Wohnungsbau

Regierungsziel im Wohnungsbau verfehlt

2022 wurden zwar 0,6% mehr Wohnungen gebaut als im Vorjahr – das Regierungsziel liegt aber weiter in deutlicher Ferne. Hoffnung macht der höhere Bauüberhang. Die Branche aber bleibt skeptisch.

Regierungsziel im Wohnungsbau verfehlt

Wohnungsbauziel wird verfehlt

Baufertigstellungen legen 0,6 Prozent zu – Regierung hält an der Zahl 400.000 fest

ba Frankfurt

2022 sind deutlich weniger Wohnungen gebaut worden, als die Regierung mit der Marke von jährlich 400.000 anvisiert. Dem Statistischen Bundesamt (Destatis) zufolge wurden im vergangenen Jahr 295.300 Wohnungen fertiggestellt – das sind 1.900 oder 0,6% mehr als 2021. In den Jahren 2011 bis 2020 waren die Baufertigstellungen für neue Gebäude sowie die Baumaßnahmen an bestehenden Gebäuden noch stetig gestiegen, wie die Wiesbadener Statistiker betonten.

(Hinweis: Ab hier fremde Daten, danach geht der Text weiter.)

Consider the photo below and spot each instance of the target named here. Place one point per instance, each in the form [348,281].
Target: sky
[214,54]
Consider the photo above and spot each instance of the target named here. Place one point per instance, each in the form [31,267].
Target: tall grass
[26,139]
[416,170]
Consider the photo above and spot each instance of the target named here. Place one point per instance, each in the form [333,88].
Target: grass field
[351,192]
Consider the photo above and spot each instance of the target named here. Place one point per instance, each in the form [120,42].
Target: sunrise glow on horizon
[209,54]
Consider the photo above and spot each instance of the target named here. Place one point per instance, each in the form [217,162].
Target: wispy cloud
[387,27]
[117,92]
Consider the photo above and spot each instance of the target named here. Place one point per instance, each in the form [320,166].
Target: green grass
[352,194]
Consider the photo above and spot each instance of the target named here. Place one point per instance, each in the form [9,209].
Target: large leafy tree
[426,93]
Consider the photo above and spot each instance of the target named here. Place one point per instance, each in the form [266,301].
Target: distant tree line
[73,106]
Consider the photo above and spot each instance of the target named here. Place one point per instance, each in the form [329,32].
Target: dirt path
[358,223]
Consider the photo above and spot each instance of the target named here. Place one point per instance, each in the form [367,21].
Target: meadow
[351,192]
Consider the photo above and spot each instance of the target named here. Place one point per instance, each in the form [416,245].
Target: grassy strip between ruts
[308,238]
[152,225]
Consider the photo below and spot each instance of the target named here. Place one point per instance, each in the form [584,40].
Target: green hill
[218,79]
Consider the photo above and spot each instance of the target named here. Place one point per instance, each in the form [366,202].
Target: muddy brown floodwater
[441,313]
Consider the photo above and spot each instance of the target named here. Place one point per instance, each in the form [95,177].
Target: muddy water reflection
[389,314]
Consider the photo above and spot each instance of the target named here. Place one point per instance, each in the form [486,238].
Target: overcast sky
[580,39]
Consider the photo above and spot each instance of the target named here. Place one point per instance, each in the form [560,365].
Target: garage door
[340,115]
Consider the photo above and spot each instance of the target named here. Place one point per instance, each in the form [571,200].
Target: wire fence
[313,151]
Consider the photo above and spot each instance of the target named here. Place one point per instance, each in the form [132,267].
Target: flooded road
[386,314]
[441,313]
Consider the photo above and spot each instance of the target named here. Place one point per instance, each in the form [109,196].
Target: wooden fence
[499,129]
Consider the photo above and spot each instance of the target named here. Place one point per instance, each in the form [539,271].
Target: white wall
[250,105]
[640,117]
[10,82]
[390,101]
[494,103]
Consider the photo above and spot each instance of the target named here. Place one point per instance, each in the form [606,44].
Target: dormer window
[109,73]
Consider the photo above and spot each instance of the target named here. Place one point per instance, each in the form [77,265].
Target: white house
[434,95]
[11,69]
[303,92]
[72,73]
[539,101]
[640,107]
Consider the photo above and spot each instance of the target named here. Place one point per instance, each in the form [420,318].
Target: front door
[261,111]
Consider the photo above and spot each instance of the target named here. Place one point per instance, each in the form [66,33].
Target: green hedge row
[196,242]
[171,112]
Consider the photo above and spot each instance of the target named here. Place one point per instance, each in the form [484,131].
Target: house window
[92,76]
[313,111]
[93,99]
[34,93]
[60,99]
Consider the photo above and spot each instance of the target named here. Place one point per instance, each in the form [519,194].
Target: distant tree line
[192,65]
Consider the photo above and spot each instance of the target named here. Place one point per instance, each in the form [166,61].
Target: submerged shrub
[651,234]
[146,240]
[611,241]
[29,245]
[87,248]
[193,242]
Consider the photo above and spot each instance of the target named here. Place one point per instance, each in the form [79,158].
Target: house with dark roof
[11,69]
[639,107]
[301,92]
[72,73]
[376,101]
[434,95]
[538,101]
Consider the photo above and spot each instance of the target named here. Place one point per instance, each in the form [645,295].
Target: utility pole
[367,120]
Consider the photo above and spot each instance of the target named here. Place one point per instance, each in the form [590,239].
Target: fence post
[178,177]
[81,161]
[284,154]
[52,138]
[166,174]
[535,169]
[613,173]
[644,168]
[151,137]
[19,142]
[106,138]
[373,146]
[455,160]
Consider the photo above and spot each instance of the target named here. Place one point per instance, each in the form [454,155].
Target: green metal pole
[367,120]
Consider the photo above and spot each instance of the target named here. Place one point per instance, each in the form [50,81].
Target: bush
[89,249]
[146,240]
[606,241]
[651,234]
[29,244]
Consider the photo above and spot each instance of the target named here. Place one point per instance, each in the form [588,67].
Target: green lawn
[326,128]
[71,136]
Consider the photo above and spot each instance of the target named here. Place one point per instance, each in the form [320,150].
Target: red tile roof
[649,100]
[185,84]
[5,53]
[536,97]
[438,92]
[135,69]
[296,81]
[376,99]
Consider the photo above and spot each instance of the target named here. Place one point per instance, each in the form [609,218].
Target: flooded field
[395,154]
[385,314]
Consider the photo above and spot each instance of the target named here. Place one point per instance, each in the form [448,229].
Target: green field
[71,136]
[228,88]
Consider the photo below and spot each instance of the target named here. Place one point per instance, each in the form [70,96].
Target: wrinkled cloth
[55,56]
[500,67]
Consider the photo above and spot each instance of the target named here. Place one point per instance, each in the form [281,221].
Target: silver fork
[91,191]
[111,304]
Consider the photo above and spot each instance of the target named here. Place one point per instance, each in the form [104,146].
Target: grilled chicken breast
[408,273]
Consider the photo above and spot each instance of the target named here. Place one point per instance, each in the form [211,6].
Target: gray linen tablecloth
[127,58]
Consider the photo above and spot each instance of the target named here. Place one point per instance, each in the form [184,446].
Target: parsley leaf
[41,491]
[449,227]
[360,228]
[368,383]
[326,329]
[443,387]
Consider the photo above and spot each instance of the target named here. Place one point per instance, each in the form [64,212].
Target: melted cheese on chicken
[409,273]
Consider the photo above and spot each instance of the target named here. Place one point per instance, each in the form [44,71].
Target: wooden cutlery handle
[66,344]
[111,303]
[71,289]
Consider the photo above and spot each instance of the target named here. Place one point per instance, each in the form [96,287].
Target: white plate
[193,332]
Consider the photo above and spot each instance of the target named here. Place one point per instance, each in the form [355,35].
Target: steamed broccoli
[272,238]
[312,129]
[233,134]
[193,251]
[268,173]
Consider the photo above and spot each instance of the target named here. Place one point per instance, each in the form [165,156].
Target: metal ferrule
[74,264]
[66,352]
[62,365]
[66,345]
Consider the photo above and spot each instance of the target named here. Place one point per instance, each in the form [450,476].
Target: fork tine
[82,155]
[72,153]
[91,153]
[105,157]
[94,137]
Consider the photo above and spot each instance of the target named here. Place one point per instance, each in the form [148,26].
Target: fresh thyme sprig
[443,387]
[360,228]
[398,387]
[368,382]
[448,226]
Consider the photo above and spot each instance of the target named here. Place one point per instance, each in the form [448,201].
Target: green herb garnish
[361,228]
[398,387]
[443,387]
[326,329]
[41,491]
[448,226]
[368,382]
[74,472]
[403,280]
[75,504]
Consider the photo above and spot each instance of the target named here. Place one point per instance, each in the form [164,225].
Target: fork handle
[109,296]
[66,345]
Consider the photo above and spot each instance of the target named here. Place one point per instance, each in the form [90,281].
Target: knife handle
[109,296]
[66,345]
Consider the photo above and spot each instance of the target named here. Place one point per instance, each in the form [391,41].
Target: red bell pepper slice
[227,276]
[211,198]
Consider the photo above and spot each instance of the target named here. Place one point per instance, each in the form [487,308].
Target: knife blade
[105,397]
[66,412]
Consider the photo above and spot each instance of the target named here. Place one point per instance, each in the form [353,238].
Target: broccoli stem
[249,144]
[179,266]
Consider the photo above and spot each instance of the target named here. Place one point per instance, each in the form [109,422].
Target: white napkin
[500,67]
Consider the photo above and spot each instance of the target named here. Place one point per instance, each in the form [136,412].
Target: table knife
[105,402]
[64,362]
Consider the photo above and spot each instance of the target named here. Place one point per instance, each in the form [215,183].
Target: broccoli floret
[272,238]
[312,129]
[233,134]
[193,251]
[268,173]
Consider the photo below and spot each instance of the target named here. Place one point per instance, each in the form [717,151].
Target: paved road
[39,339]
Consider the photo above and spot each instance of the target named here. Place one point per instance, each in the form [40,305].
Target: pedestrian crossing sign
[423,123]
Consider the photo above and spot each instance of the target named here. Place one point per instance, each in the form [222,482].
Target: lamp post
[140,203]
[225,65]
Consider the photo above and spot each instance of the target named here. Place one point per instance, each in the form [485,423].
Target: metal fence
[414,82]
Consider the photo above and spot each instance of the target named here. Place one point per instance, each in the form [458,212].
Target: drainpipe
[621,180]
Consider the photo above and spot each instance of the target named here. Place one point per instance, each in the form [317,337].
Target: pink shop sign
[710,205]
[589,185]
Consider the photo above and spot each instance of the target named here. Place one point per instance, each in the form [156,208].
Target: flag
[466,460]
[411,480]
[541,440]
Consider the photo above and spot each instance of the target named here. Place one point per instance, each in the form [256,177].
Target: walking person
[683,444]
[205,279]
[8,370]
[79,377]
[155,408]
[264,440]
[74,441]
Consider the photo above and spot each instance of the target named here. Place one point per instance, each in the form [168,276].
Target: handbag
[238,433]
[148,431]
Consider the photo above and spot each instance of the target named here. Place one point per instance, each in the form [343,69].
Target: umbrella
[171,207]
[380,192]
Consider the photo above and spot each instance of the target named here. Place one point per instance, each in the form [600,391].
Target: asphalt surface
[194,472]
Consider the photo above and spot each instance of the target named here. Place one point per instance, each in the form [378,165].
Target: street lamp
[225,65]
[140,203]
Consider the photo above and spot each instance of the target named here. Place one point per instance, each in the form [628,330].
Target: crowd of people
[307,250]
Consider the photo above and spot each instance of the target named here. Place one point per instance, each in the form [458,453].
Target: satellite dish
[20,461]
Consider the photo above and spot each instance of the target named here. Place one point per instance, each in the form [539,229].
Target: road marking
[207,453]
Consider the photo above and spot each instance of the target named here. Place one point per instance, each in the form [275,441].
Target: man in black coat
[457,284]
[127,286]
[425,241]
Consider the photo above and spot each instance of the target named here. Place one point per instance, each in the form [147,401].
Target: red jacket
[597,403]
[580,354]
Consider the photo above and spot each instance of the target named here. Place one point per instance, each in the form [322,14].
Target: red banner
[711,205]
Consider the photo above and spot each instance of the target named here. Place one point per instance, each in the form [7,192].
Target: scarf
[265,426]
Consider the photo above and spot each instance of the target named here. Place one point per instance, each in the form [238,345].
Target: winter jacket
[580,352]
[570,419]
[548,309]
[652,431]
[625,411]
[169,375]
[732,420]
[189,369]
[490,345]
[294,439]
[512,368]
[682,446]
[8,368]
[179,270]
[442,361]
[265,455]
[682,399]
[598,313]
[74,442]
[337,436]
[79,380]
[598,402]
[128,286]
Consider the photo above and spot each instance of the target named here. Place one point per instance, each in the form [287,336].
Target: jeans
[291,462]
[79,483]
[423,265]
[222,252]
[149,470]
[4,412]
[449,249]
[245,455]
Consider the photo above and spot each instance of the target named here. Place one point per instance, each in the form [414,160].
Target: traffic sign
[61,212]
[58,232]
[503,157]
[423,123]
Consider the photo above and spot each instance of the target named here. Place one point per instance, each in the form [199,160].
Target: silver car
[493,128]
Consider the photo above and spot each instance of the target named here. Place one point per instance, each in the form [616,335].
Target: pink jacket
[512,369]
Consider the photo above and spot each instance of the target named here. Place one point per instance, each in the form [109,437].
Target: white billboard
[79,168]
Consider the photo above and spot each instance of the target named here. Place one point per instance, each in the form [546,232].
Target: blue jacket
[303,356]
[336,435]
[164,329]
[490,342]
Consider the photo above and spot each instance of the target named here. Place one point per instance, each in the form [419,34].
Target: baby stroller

Bundesbauministerin Klara Geywitz (SPD) bezeichnete die Situation laut der Nachrichtenagentur Reuters als stabil. „Das ist natürlich weit davon entfernt, die 400.000 zu erreichen, die die Bundesregierung nach wie vor zum Ziel hat“. Hoffnung mache ihr der sogenannte Bauüberhang: Die Zahl der genehmigten, aber noch nicht fertiggestellten Wohnungen erhöhte sich um 38.400 auf 884.800. Davon befanden sich laut Destatis 462.900 Wohnungen im Bau, davon waren 240.100 „unter Dach“ beziehungsweise im Rohbau fertiggestellt. Damit habe sich der seit 2008 anhaltende Anstieg des Bauüberhangs etwas abgeschwächt fortsetzt – den bisher höchsten Bauüberhang hatten die Statistiker 1995 mit 928.500 Wohnungen verzeichnet. Die nachlassende Dynamik führt Destatis zum Teil auf die gestiegene Zahl erloschener Baugenehmigungen zurück, bei denen in der Regel die mehrjährige Gültigkeitsdauer abgelaufen ist. Hier wurde 2022 mit 22.800 der höchste Stand seit 2006 erreicht. Zugleich seien im Bauüberhang auch Bauvorhaben enthalten, deren Genehmigungen zwar noch nicht erloschen sind, die aber nicht mehr weiterverfolgt werden.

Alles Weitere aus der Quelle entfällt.